The Third—and Final—Incarnation: Reimagining Collaboration
After two instructive but less-than-fruitful directions, my thinking on the book had crystallized. I now knew exactly what it would—nay, needed to—be. I was downright giddy. Freed from the justifiable shackles of the series or a fickle publisher, I was chomping at the bit. The contingency planning allowed my book to quickly take its natural and final form.
More specifically, the time that I spent noodling with alternative cover designs, titles, subtitles, and directions paid in spades. Within a week of parting ways with Alex, I had completely reimagined the book. I wrote another 12,000 words, landed on a cover, title, and subtitle, and conceived of a complementary podcast to help promote the book. Bottom line: It arrives via Motion Publishing this month.

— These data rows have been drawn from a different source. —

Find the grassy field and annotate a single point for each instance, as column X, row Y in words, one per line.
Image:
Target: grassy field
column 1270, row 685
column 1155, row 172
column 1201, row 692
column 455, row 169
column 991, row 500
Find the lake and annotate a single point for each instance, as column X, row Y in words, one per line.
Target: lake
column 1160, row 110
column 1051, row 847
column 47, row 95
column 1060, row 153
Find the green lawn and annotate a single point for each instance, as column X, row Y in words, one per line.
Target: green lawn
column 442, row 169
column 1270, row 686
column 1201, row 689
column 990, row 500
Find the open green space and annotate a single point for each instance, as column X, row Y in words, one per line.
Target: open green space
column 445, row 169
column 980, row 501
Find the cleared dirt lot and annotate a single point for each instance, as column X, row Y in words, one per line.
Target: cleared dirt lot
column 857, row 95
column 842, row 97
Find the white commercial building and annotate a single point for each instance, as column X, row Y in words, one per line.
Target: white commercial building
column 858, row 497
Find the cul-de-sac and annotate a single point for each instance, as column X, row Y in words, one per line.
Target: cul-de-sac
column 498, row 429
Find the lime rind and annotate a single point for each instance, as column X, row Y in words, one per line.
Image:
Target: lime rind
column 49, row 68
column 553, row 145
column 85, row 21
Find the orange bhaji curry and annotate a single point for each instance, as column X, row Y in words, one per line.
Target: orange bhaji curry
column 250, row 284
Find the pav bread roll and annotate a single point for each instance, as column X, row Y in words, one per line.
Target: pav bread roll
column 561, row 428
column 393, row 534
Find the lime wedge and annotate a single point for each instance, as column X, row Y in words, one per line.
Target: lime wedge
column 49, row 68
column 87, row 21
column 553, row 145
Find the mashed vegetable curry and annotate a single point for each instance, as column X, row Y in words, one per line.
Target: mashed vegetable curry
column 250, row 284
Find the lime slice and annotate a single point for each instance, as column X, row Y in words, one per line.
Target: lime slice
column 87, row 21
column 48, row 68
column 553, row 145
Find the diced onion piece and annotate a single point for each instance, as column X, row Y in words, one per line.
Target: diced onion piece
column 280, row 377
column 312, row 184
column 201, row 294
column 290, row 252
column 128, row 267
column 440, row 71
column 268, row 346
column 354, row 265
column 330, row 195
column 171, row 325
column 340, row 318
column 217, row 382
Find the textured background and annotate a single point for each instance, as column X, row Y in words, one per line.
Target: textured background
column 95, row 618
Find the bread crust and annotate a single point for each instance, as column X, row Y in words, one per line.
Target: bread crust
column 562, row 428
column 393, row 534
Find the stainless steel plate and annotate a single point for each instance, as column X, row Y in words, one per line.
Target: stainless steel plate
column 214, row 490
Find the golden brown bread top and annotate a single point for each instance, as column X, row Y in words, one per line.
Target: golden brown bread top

Simon Says: Listen to Eisenhower.
To call the route that my new baby took circuitous is the acme of understatement. Its first two incarnations ultimately didn’t land with their intended audiences. Thanks to a little contingency planning, however, I minimized disruption and any subsequent frustration. Most important, I was ultimately able to write the book that was inside me all along.
Dwight D. Eisenhower once said, “Peace-time plans are of no particular value, but peace-time planning is indispensable.” Smart dude. Whether you’re a first-time or an experienced author, you should heed Eisenhower’s words.